Посветлело и лицо отца. Как‑то забывается, что у него нет ног. Может быть, потому забывается, что он не ползает поминутно по полу, как прежде, разыскивая по избе себе дело, а сидит на одном месте днями и вечерами у двери, на кухне, в своем уголке, за гончарным кругом, как бог на престоле, – ласково – добрый и всемогущий. А мамка так и летает весело, как на крыльях, по избе, сеням, по двору: и печь топит, и лен прядет, и за светцом следит, когда Шурка заленится, убежит погулять или делает уроки. У нее хватает времени ухаживать за скотиной, поить ее и кормить, и каждый вечер, перед тем как лечь спать, мыть пол на кухне с дресвой и щелоком. Точно у мамки выросли десять веселых рук, и все они при деле, везде поспевают. Не раз принимается мамка тихонько, как бы про себя напевать – рассказывать про известную свою горькую рябину, что не может никак перебраться к дубу. Запоет и смолкнет, точно стесняется, пока отец, усмехаясь, не сказал ей:

– Пой, я послушаю… В Тифинскую у тебя складно получалось.
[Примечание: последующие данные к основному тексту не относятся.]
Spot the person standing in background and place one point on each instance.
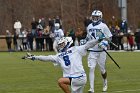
(8, 40)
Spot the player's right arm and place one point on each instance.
(52, 58)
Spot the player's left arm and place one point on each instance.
(52, 58)
(108, 37)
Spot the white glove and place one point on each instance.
(103, 44)
(29, 56)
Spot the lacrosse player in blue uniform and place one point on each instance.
(70, 60)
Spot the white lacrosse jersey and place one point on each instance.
(58, 34)
(70, 61)
(93, 32)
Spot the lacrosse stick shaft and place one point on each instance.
(112, 59)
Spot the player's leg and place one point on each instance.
(55, 46)
(101, 62)
(64, 84)
(77, 84)
(92, 64)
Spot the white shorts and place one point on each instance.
(77, 84)
(97, 58)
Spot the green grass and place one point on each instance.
(25, 76)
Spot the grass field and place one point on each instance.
(25, 76)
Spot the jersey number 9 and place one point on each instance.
(66, 59)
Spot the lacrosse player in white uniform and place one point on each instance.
(70, 60)
(96, 54)
(58, 33)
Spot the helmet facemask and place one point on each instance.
(64, 43)
(96, 16)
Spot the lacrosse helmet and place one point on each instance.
(64, 43)
(57, 26)
(96, 16)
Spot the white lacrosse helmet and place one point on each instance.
(57, 25)
(64, 43)
(97, 15)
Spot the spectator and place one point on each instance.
(137, 39)
(30, 38)
(8, 40)
(123, 26)
(24, 40)
(131, 40)
(43, 23)
(79, 34)
(34, 24)
(48, 39)
(72, 34)
(15, 41)
(17, 27)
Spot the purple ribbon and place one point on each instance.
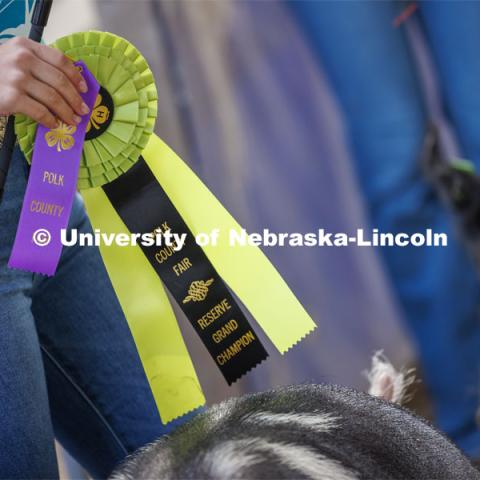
(50, 190)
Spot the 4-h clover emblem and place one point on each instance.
(61, 137)
(198, 291)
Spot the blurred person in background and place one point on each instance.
(373, 74)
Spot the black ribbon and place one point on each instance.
(192, 280)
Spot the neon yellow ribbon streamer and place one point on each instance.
(149, 314)
(246, 270)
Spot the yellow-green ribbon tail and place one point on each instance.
(150, 316)
(245, 269)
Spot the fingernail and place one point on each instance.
(84, 108)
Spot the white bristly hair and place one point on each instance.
(318, 422)
(386, 382)
(231, 458)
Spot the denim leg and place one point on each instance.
(374, 78)
(26, 433)
(101, 402)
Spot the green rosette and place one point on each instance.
(125, 112)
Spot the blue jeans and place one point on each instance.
(373, 75)
(68, 364)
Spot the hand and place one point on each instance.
(41, 83)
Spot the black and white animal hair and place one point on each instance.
(303, 432)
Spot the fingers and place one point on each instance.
(36, 111)
(55, 79)
(48, 96)
(62, 63)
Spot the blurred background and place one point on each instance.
(252, 97)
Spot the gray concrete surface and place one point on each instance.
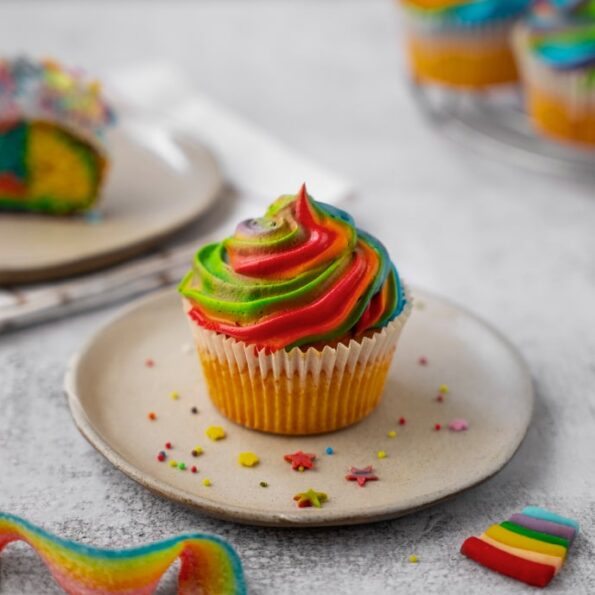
(516, 248)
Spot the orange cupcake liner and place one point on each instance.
(462, 61)
(301, 391)
(291, 405)
(561, 104)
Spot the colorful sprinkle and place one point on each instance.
(215, 433)
(310, 498)
(458, 425)
(248, 459)
(361, 475)
(207, 564)
(300, 461)
(93, 217)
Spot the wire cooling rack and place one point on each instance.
(495, 124)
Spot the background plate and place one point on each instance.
(156, 185)
(111, 390)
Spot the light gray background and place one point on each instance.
(516, 248)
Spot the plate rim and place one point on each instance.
(110, 256)
(246, 516)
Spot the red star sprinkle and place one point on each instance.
(300, 461)
(362, 475)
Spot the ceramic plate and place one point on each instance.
(156, 185)
(111, 390)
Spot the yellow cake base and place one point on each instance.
(472, 64)
(556, 118)
(294, 405)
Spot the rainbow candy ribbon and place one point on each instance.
(209, 565)
(530, 546)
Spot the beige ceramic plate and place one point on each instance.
(111, 390)
(155, 186)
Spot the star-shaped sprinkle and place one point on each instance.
(310, 498)
(215, 432)
(300, 461)
(458, 425)
(248, 459)
(362, 475)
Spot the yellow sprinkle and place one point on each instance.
(215, 432)
(248, 459)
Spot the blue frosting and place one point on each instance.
(478, 12)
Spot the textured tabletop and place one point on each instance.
(516, 248)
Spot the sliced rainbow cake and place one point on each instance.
(52, 129)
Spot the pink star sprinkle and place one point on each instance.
(458, 425)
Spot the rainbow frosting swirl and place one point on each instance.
(566, 44)
(474, 12)
(209, 565)
(300, 275)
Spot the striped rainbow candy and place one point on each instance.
(530, 547)
(209, 565)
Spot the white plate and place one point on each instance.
(111, 390)
(156, 185)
– А что? – задорно отвечает мать. – У нас ноне кажинный день праздник, не хуже Тифинской. Эвон, гляди‑ка, гости по лавкам сидят… мест не хватает, вот сколько у нас гостей!
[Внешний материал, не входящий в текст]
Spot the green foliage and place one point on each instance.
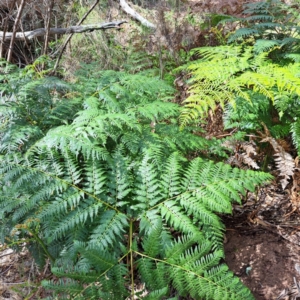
(271, 26)
(30, 105)
(250, 87)
(109, 196)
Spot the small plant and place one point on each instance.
(112, 201)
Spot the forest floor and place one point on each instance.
(266, 262)
(265, 256)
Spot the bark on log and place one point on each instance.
(126, 8)
(72, 29)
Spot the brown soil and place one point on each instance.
(264, 261)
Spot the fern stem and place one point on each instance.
(179, 267)
(131, 257)
(42, 245)
(67, 183)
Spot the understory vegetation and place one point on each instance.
(116, 185)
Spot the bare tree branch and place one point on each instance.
(14, 33)
(48, 20)
(72, 29)
(126, 8)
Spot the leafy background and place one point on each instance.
(110, 174)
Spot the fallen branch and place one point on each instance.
(73, 29)
(126, 8)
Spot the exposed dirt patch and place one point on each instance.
(264, 261)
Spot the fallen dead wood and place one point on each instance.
(126, 8)
(28, 35)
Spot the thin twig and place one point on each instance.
(70, 36)
(12, 41)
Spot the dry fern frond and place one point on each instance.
(283, 160)
(242, 159)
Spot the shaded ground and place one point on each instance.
(264, 261)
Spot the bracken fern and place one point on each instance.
(112, 201)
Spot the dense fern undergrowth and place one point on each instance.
(95, 178)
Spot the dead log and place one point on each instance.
(28, 35)
(126, 8)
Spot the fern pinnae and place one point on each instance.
(112, 226)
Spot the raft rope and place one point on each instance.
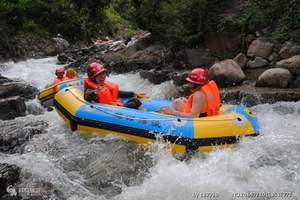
(172, 118)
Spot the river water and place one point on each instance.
(76, 166)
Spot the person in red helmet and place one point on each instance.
(203, 101)
(60, 75)
(98, 89)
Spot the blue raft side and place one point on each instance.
(252, 119)
(138, 119)
(153, 104)
(68, 83)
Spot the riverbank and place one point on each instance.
(44, 159)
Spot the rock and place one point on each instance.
(226, 72)
(61, 43)
(191, 58)
(9, 176)
(12, 107)
(156, 77)
(260, 48)
(223, 42)
(11, 88)
(292, 64)
(275, 77)
(257, 62)
(138, 42)
(179, 78)
(14, 133)
(241, 60)
(4, 79)
(289, 49)
(250, 96)
(295, 83)
(249, 38)
(273, 57)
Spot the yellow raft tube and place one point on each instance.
(145, 126)
(46, 95)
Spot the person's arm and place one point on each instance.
(198, 107)
(126, 94)
(105, 96)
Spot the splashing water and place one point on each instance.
(85, 167)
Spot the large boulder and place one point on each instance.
(257, 62)
(226, 72)
(179, 78)
(295, 83)
(289, 49)
(260, 48)
(12, 107)
(56, 46)
(275, 77)
(155, 76)
(190, 58)
(14, 133)
(241, 60)
(9, 176)
(223, 42)
(292, 64)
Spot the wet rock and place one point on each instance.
(257, 62)
(292, 64)
(191, 58)
(156, 77)
(12, 107)
(273, 57)
(13, 134)
(10, 88)
(61, 43)
(223, 42)
(138, 42)
(295, 83)
(249, 38)
(275, 77)
(9, 176)
(241, 60)
(260, 48)
(226, 72)
(289, 49)
(250, 96)
(4, 79)
(179, 77)
(151, 56)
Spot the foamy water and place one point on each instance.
(82, 167)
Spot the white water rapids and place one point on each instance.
(81, 167)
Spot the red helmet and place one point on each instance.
(94, 69)
(198, 76)
(59, 70)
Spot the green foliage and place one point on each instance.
(74, 19)
(173, 22)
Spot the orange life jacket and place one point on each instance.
(212, 96)
(69, 79)
(88, 83)
(107, 94)
(58, 80)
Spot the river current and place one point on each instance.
(92, 167)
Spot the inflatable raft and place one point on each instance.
(144, 126)
(46, 95)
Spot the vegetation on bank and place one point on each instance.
(176, 23)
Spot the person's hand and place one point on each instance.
(141, 95)
(166, 110)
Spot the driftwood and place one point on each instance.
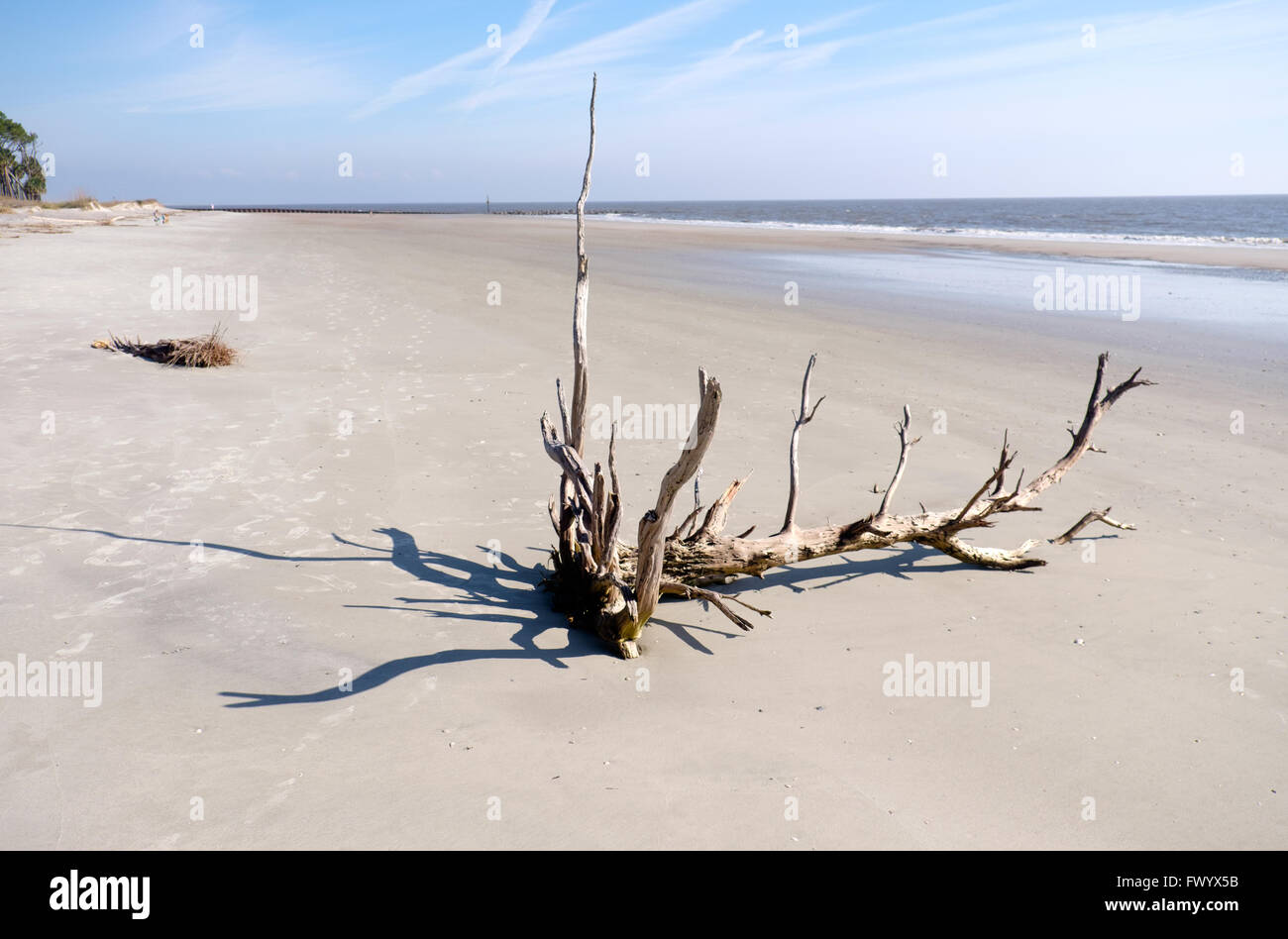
(612, 588)
(197, 352)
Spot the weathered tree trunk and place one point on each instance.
(613, 588)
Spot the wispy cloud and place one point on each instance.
(250, 75)
(465, 67)
(627, 43)
(513, 44)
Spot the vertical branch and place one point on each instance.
(905, 446)
(802, 420)
(578, 430)
(652, 532)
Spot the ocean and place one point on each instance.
(1260, 221)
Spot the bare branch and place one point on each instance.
(652, 543)
(905, 446)
(1095, 515)
(581, 294)
(804, 417)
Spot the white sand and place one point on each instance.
(488, 695)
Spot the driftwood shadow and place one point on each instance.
(507, 592)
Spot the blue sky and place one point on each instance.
(1012, 94)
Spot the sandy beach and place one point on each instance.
(364, 496)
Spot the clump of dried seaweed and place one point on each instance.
(197, 352)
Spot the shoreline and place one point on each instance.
(366, 493)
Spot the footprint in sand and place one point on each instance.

И это была истинная правда.

А как‑то утром, очнувшись ото сна, не то собираясь это сделать, потягиваясь под одеялом, Шурка услышал с кровати, как в кухне, в тишине, мурлычет отец.

Вот полночь наступает.

Луна горит светло.

И полк наш выступает

С бивака своего… —

тоненько, не своим, каким‑то ребяческим голоском, проникновенно напевал батя.

Горы, вершины.

Карпатские долины.

Кладбища удальцов…

От этих правильных слов солдатской песенки, которую он не знал, от батиного слабенького голоска у Шурки, как всегда, когда он слушал хорошие песни, больно и сладко защемило в горле, сдавило, трудно стало дышать. Ему тоже захотелось петь про Карпаты, про батин геройский полк, который, должно быть, идет в ночной бой, а луна горит ярко – холодно, и видно кладбище удальцов в долине, между гор: белые кресты, как березовая роща. Мотив песенки 6ыл простой, какой‑то знакомый. Похоже было, что идут – торопятся на войну солдаты по шоссейке, стучат новыми, крепкими сапогами по камням, и штыки в лад шагам и песне качаются у них над зелеными фуражками, молодецки повешенными на правое ухо. Нет, ружей у солдат не было, когда они торопились на станцию, на поезд. Ну, все равно, «наши жены – ружья заряжены, вот кто наши жены» – громко разливалась тогда по селу песня. Вспоминая об этом, Шурка пел без слов за отцом, подтягивал ему про себя, и сладкая боль не отпускала его горло.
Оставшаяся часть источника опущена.